I've heard a lot of people refer to the film version of To All the Boys as a throwback to the 80s/90s and I can see why.  The huge draw of the film, honestly, are the two leads, Lana Condor and Noah Centineo.  They are both so charming and charismatic in their roles that it's hard not to root for each of them. And, just like in the book, the Song Covey sisters' bond is tight. As someone who also  has two sisters, I can appreciate their connection, and I love that it's not lost in the flim.

SPOILER ALERT: I'm glad that I read the first two books before finishing the film.  Though I've now read PS I Still Love You the equivalent of three times (it's on my phone whereas I have a paperback version of To All The Boys), I still prefer the original book. But I do love how the film incorporates elements from the second book into the film, such as the fact that the hot tub scene goes viral and misinterpreted. The film definitely stands up to the hype.  So much so that I'm not sure which one I liked best.  Both.  I have to say both.

Well, it's a light teen rom-com and I'm not (too) embarrassed to say that I'm ready to watch it again. 

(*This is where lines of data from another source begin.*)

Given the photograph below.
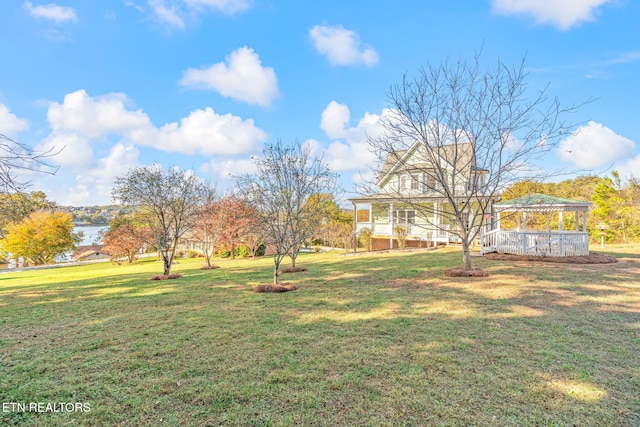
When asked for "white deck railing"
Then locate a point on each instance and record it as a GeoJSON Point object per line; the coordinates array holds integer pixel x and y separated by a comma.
{"type": "Point", "coordinates": [536, 243]}
{"type": "Point", "coordinates": [423, 232]}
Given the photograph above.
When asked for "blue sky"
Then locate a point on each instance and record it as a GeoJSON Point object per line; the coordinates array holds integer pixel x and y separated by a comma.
{"type": "Point", "coordinates": [203, 84]}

Earlier this week Kelly Marie Tran wrote an op-ed too.  If you're not a Star Wars fan, you may not know that she played Rose Tico and was the first woman of color to play one of the lead roles in the franchise.  As I followed her on Instagram (before she deleted all her pics), I adored her even more for her 'real life' self than on the screen.  Though I have to say that I enjoyed her role on The Last Jedi too, which also included strong sisterly bond. At the Oscars last year, she wore a beautiful dress and seemed so full of joy and enthusiasm to be promoting the film on the red carpet.  Unfortunately, there are so many TROLLS out there who not only criticized her role (they have a right to their opinion) BUT also relentlessly sent her racist comments. 

ENOUGH.  Maybe my girls don't see that side of it because, again, they are growing up in a world in which they ARE represented. Slowly and surely.  But I think it's good for the rest of the world to see that too: that an Asian-American actor can be cast in a huge franchise film, or as one of the leads in a Broadway film (like Eliza Hamilton and George Washington in Hamilton) and be judged for her talents and not the color of her skin. So even though my daughters don't blink at seeing an Asian-American teen idol in a rom-com, I do, and we talk about it.  And I hope other families are doing the same.

So thank you, Jenny Han, for insisting that Lara Jean be played by an Asian-American actress.  Thank you for believing in your work and knowing that there was a film production company out there who would support you.  I'm not sure you could have found anyone more perfect than Lana Condor for the role. And P.S. Thank you for sharing your writing and your heart with so many Lara Jeans (of all ages) out there.

Tell Dr. Bookworm!

Did/do you have a favorite teen rom-com when you were growing up?  Who did you relate to the most?

If you've read To All The Boys I've Loved Before or watched the film, please let me know what you thought of either/both in the comments.

Do you like movie-tie in versions for book covers? I prefer the originals, but I could see why people like to get the movie version too.